Through a combination of lectures, hands-on labs, and a final data science challenge, this course introduces key concepts and practical skills used by data scientists:

Introduction to R
We begin with the fundamentals of R programming. Students will learn the core syntax, data structures, and workflows needed to manipulate and analyze data efficiently.

Data Wrangling
Real-world data is rarely clean. You will learn how to clean, transform, and organize datasets using modern R tools, preparing them for analysis and modeling.

Data Visualization
Learn how to explore and communicate data effectively through visualization. Using R, you will create clear, compelling graphics that help reveal patterns, trends, and insights.

Dimensionality Reduction
High-dimensional datasets can be difficult to analyze and visualize. You will learn techniques such as Principal Component Analysis (PCA) to simplify complex datasets while preserving essential information.

Clustering
Discover methods for identifying natural groupings within data. This module introduces unsupervised learning techniques such as K-means and hierarchical clustering.

Classification
Classification is a core supervised learning task that involves predicting categorical outcomes. You will learn how models can be trained to assign data points to specific classes.

Regression
Explore methods for predicting continuous outcomes using linear and non-linear regression models.

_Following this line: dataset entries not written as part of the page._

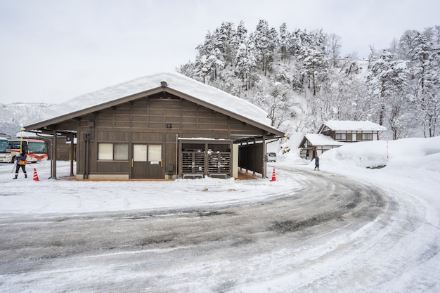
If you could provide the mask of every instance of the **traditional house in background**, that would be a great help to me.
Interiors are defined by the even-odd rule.
[[[370,121],[335,121],[323,124],[316,134],[306,134],[301,141],[299,155],[312,159],[326,150],[347,143],[377,141],[387,129]]]
[[[77,138],[79,179],[236,177],[239,168],[264,176],[266,143],[284,135],[254,105],[175,72],[84,95],[47,115],[26,130]]]

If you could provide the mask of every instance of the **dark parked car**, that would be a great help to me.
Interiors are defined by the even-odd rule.
[[[276,154],[275,152],[268,152],[266,154],[266,162],[276,162]]]

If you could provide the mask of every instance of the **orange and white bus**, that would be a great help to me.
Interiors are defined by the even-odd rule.
[[[11,148],[8,138],[0,137],[0,163],[11,162]]]
[[[36,163],[47,160],[47,148],[46,143],[40,139],[8,139],[11,148],[11,162],[13,162],[15,157],[20,156],[20,150],[23,150],[27,155],[26,161]]]

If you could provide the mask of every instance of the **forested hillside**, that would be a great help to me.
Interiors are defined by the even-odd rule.
[[[322,30],[224,22],[179,71],[260,106],[287,135],[328,119],[372,121],[389,139],[439,135],[440,26],[407,30],[386,50],[371,46],[367,60],[341,56],[342,46]]]

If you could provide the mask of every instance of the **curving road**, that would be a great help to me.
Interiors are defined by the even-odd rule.
[[[439,233],[425,235],[439,211],[391,189],[284,169],[302,188],[250,204],[0,219],[0,292],[439,289],[426,274],[439,266]]]

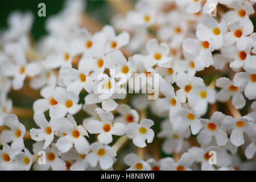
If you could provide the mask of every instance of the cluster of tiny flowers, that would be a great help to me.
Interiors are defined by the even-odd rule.
[[[138,0],[89,31],[85,2],[69,0],[35,45],[32,14],[13,12],[0,34],[0,170],[113,170],[118,160],[127,170],[255,169],[254,2]],[[156,100],[112,92],[145,73],[159,75]],[[103,90],[99,75],[108,78]],[[207,84],[210,75],[217,76]],[[38,127],[26,129],[9,94],[31,89],[40,95],[32,105]],[[89,116],[81,121],[81,113]],[[130,153],[118,156],[129,141]],[[151,143],[169,156],[141,155]]]

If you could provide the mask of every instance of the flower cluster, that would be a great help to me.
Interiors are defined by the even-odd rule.
[[[69,0],[36,45],[32,14],[15,11],[0,34],[0,169],[255,169],[254,2],[138,0],[92,29],[85,2]],[[134,88],[139,74],[147,81]],[[115,92],[127,85],[135,94]],[[137,93],[148,88],[157,99]]]

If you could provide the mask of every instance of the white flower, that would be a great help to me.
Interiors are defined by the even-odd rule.
[[[214,49],[211,42],[187,38],[183,41],[182,47],[185,52],[195,55],[193,60],[189,60],[192,61],[189,64],[191,67],[194,67],[197,71],[201,71],[213,64],[212,51]]]
[[[77,126],[72,115],[68,114],[67,118],[57,119],[52,127],[55,131],[64,134],[64,136],[60,137],[56,143],[56,146],[61,152],[68,151],[74,145],[79,153],[87,153],[89,143],[84,136],[88,136],[88,133],[84,126]]]
[[[164,83],[160,85],[160,92],[166,97],[159,98],[155,101],[156,106],[160,113],[167,111],[174,112],[181,107],[181,105],[174,92],[172,85]]]
[[[27,11],[22,14],[15,11],[12,13],[8,17],[9,30],[3,32],[1,39],[3,42],[9,42],[19,38],[29,32],[33,20],[31,12]]]
[[[12,85],[15,90],[20,89],[23,85],[27,76],[34,77],[40,73],[41,68],[36,63],[27,63],[26,52],[18,43],[9,43],[4,48],[6,52],[11,52],[13,62],[9,61],[1,66],[4,75],[13,77]]]
[[[242,109],[245,105],[245,99],[242,94],[244,89],[234,86],[234,84],[228,78],[221,77],[217,80],[216,86],[222,88],[216,95],[218,101],[225,102],[232,97],[232,105],[236,109]]]
[[[135,10],[129,11],[126,15],[127,21],[131,25],[151,25],[155,21],[155,10],[148,2],[140,1],[135,5]]]
[[[71,67],[63,67],[60,71],[59,77],[63,79],[67,85],[67,91],[74,95],[78,96],[83,88],[88,92],[92,92],[93,81],[89,76],[92,70],[92,61],[80,60],[78,65],[78,70]]]
[[[227,63],[232,61],[232,60],[224,57],[221,53],[214,54],[213,56],[213,65],[216,69],[222,70]]]
[[[237,48],[240,51],[245,50],[251,39],[247,36],[253,32],[253,24],[249,21],[241,24],[239,21],[231,22],[228,24],[230,30],[224,34],[224,46],[229,47],[236,42]]]
[[[36,171],[46,171],[52,169],[53,171],[65,171],[67,169],[66,163],[60,158],[61,152],[54,144],[43,150],[43,142],[38,142],[33,144],[34,154],[38,154],[40,151],[46,152],[46,160],[45,164],[39,164],[36,162],[33,165],[33,169]]]
[[[84,171],[89,166],[87,154],[80,154],[72,148],[68,152],[62,154],[61,159],[64,160],[67,170]]]
[[[246,72],[240,72],[236,74],[234,77],[234,85],[236,86],[245,86],[245,95],[249,100],[256,98],[256,57],[248,60],[244,69]]]
[[[36,77],[33,77],[30,82],[30,86],[34,89],[39,89],[43,86],[55,86],[57,78],[55,72],[42,64],[41,72]]]
[[[113,125],[114,115],[111,113],[104,113],[99,115],[101,121],[91,119],[86,125],[86,129],[90,134],[100,134],[98,140],[104,144],[112,142],[112,135],[123,135],[125,132],[125,125],[121,122]]]
[[[35,141],[45,140],[43,149],[48,147],[54,138],[55,131],[52,127],[53,126],[53,121],[51,119],[49,122],[46,120],[43,113],[38,111],[34,115],[35,122],[40,127],[40,129],[31,129],[30,133],[31,135],[31,139]]]
[[[126,155],[123,158],[123,161],[125,164],[130,166],[126,171],[150,171],[151,169],[150,164],[141,160],[134,153]]]
[[[172,159],[166,160],[161,166],[162,171],[191,171],[191,165],[195,161],[194,157],[189,153],[182,154],[180,159],[175,163]]]
[[[173,152],[180,152],[184,147],[184,139],[189,137],[191,132],[189,129],[180,133],[175,132],[169,119],[166,119],[161,123],[161,131],[158,136],[160,138],[165,138],[162,148],[164,153],[171,154]]]
[[[218,23],[213,18],[208,18],[197,25],[196,33],[200,41],[212,41],[213,48],[217,49],[223,46],[223,34],[226,30],[225,22]]]
[[[101,169],[106,170],[113,166],[116,162],[115,157],[117,154],[110,146],[103,145],[98,142],[96,142],[90,145],[90,152],[86,156],[88,162],[93,167],[100,163]]]
[[[203,129],[197,136],[197,142],[205,146],[209,144],[214,137],[218,146],[225,146],[228,142],[228,135],[221,128],[221,122],[225,116],[221,112],[216,111],[210,119],[201,119]]]
[[[131,109],[128,105],[118,105],[117,112],[121,115],[114,118],[114,123],[121,122],[127,126],[130,123],[138,123],[139,121],[139,114],[137,111]]]
[[[33,103],[33,110],[35,112],[44,111],[50,109],[57,104],[58,102],[53,98],[54,93],[57,92],[55,90],[55,86],[47,86],[44,87],[40,91],[40,95],[44,98],[39,98]]]
[[[173,119],[171,122],[173,129],[177,132],[184,132],[190,126],[192,134],[196,135],[202,127],[201,122],[195,112],[187,109],[180,109],[175,113]]]
[[[13,161],[18,151],[6,143],[2,143],[3,148],[0,150],[0,169],[1,170],[13,170]]]
[[[207,88],[202,79],[198,79],[196,84],[195,88],[191,91],[188,101],[195,113],[201,116],[207,113],[208,103],[213,104],[215,102],[216,91]]]
[[[253,123],[253,119],[248,117],[243,117],[236,119],[230,116],[226,116],[222,122],[224,128],[231,130],[231,142],[237,147],[245,143],[243,133],[249,136],[256,135],[256,124]]]
[[[67,93],[62,87],[55,88],[53,98],[57,104],[54,105],[50,110],[49,115],[51,118],[64,117],[68,113],[75,114],[82,107],[81,104],[77,104],[79,101],[79,96],[72,93]]]
[[[238,71],[249,60],[255,59],[254,57],[250,55],[251,49],[251,46],[250,44],[249,44],[243,51],[239,51],[236,47],[232,46],[229,48],[222,48],[221,53],[224,57],[234,60],[229,64],[229,66],[234,71]]]
[[[155,159],[151,158],[147,160],[147,162],[150,165],[151,167],[151,171],[160,171],[162,166],[166,162],[173,160],[172,158],[166,157],[160,159],[158,161],[156,161]]]
[[[123,31],[118,36],[116,36],[114,28],[109,25],[105,26],[102,28],[102,31],[106,39],[105,44],[106,53],[118,49],[129,43],[130,35],[126,31]]]
[[[130,74],[135,71],[135,65],[133,59],[131,57],[128,61],[123,56],[121,51],[119,50],[109,52],[106,55],[106,60],[109,63],[114,64],[113,68],[114,68],[115,73],[113,73],[110,69],[110,76],[113,77],[118,78],[118,74],[122,73],[121,80],[117,83],[117,86],[125,84],[130,77]],[[123,75],[126,76],[126,79],[123,78]]]
[[[145,140],[147,143],[153,141],[155,133],[150,127],[154,125],[154,121],[151,119],[143,119],[141,123],[129,123],[126,127],[126,133],[128,137],[133,139],[133,143],[139,147],[146,146]]]
[[[158,44],[156,39],[153,39],[148,41],[147,44],[147,51],[149,55],[145,56],[142,61],[146,65],[153,66],[163,65],[171,63],[172,58],[168,57],[169,47],[166,43]]]
[[[29,171],[31,167],[32,159],[32,155],[27,148],[24,149],[24,152],[19,152],[14,156],[13,168],[12,170]]]
[[[229,0],[224,0],[226,1],[232,1]],[[228,23],[239,20],[240,22],[246,23],[250,21],[249,16],[254,13],[254,10],[253,6],[246,1],[242,3],[241,2],[237,1],[234,3],[229,5],[229,6],[234,10],[228,11],[223,15],[223,19]]]
[[[256,152],[256,137],[251,137],[251,143],[245,148],[245,156],[247,159],[253,158]]]
[[[0,94],[0,115],[3,117],[11,113],[13,110],[13,101],[6,97],[5,94]],[[0,121],[0,126],[3,123],[3,120]]]
[[[26,128],[23,125],[19,122],[17,116],[14,114],[10,114],[5,118],[5,125],[11,130],[5,130],[1,134],[1,143],[9,143],[13,142],[11,147],[14,150],[21,150],[24,148],[23,136],[25,134]]]
[[[175,0],[176,3],[180,6],[186,6],[186,12],[189,14],[193,14],[199,12],[201,10],[201,4],[202,0]]]
[[[207,148],[192,147],[188,150],[188,152],[194,158],[196,163],[201,164],[201,170],[214,171],[214,166],[209,162],[210,158],[213,157],[213,154],[209,153],[210,151],[216,152],[217,167],[228,167],[230,165],[232,158],[225,148],[216,146],[210,146]]]

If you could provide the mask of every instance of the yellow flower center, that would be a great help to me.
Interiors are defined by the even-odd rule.
[[[155,54],[154,57],[155,57],[155,59],[158,61],[161,59],[162,55],[160,53],[156,53]]]
[[[205,91],[200,92],[200,97],[203,98],[205,98],[207,97],[207,93]]]
[[[70,108],[73,106],[73,102],[71,100],[67,100],[65,105],[66,105],[67,107]]]
[[[100,148],[98,150],[97,154],[99,156],[104,156],[106,154],[106,151],[103,148]]]
[[[11,160],[11,158],[10,158],[10,156],[8,155],[8,154],[3,154],[3,159],[5,162],[9,162]]]
[[[187,118],[190,120],[194,120],[196,117],[193,114],[189,113],[187,115]]]
[[[207,125],[207,128],[210,130],[214,131],[217,128],[217,126],[213,123],[209,123]]]
[[[176,168],[176,171],[184,171],[184,170],[185,170],[185,167],[184,167],[183,166],[179,166]]]
[[[53,161],[55,159],[55,154],[52,152],[48,154],[47,159],[49,161]]]
[[[20,137],[21,135],[21,131],[20,130],[17,130],[15,132],[15,136],[16,138]]]
[[[129,71],[129,68],[127,66],[124,66],[123,68],[122,68],[122,73],[123,74],[126,74]]]
[[[49,126],[47,127],[46,129],[46,133],[48,135],[51,135],[52,133],[52,128]]]
[[[139,131],[142,134],[144,134],[147,133],[147,129],[144,127],[142,127],[139,129]]]
[[[26,165],[28,165],[30,164],[30,160],[28,157],[24,157],[23,158],[23,163]]]
[[[220,34],[220,30],[218,27],[216,27],[213,29],[213,34],[215,35],[218,35]]]
[[[72,136],[75,138],[78,138],[80,135],[80,133],[77,130],[74,130],[72,131]]]
[[[103,126],[103,131],[105,132],[109,132],[111,130],[111,126],[109,124],[105,124]]]
[[[85,80],[86,80],[86,77],[82,73],[80,74],[79,77],[80,78],[80,80],[81,82],[85,82]]]

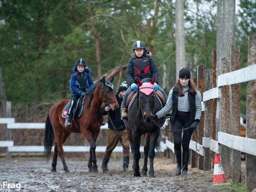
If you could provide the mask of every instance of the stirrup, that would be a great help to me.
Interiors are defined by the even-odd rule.
[[[65,124],[64,124],[64,126],[65,127],[69,127],[70,126],[72,125],[72,123],[71,123],[71,121],[70,120],[70,119],[66,119],[65,121]]]
[[[126,111],[126,108],[122,108],[121,114],[121,118],[122,119],[127,119],[127,113]]]

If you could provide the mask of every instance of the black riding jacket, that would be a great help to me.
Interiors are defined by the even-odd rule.
[[[134,55],[129,60],[126,69],[126,79],[130,85],[137,83],[136,77],[140,81],[146,78],[152,80],[156,76],[155,82],[158,83],[158,71],[155,63],[151,57],[142,56],[137,57]]]

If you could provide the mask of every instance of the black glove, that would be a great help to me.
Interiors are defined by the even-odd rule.
[[[152,119],[154,121],[157,121],[158,120],[158,117],[156,114],[152,115]]]
[[[198,122],[197,121],[194,121],[190,125],[190,126],[189,127],[193,130],[194,131],[194,130],[195,130],[197,128],[197,125],[198,125]]]

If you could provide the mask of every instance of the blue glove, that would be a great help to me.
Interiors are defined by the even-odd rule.
[[[158,85],[156,83],[154,83],[154,89],[155,90],[158,90]]]
[[[136,84],[133,83],[132,83],[132,84],[131,85],[131,88],[132,90],[133,91],[135,91],[138,88],[138,86]]]
[[[154,121],[157,121],[158,120],[158,117],[156,114],[152,115],[152,119]]]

These techniques help uncover relationships in data and support forecasting and decision-making.

Generative AI
The course also introduces the rapidly evolving field of generative AI. Students will gain a high-level understanding of generative models and their growing role in modern data science.

Learning Goals

By the end of this course, you will:

  • Develop a strong foundation in data science using R.

  • Gain hands-on experience analyzing real-world datasets.

  • Apply statistical and machine learning techniques to solve practical problems.

  • Learn to communicate insights effectively through data visualization and storytelling.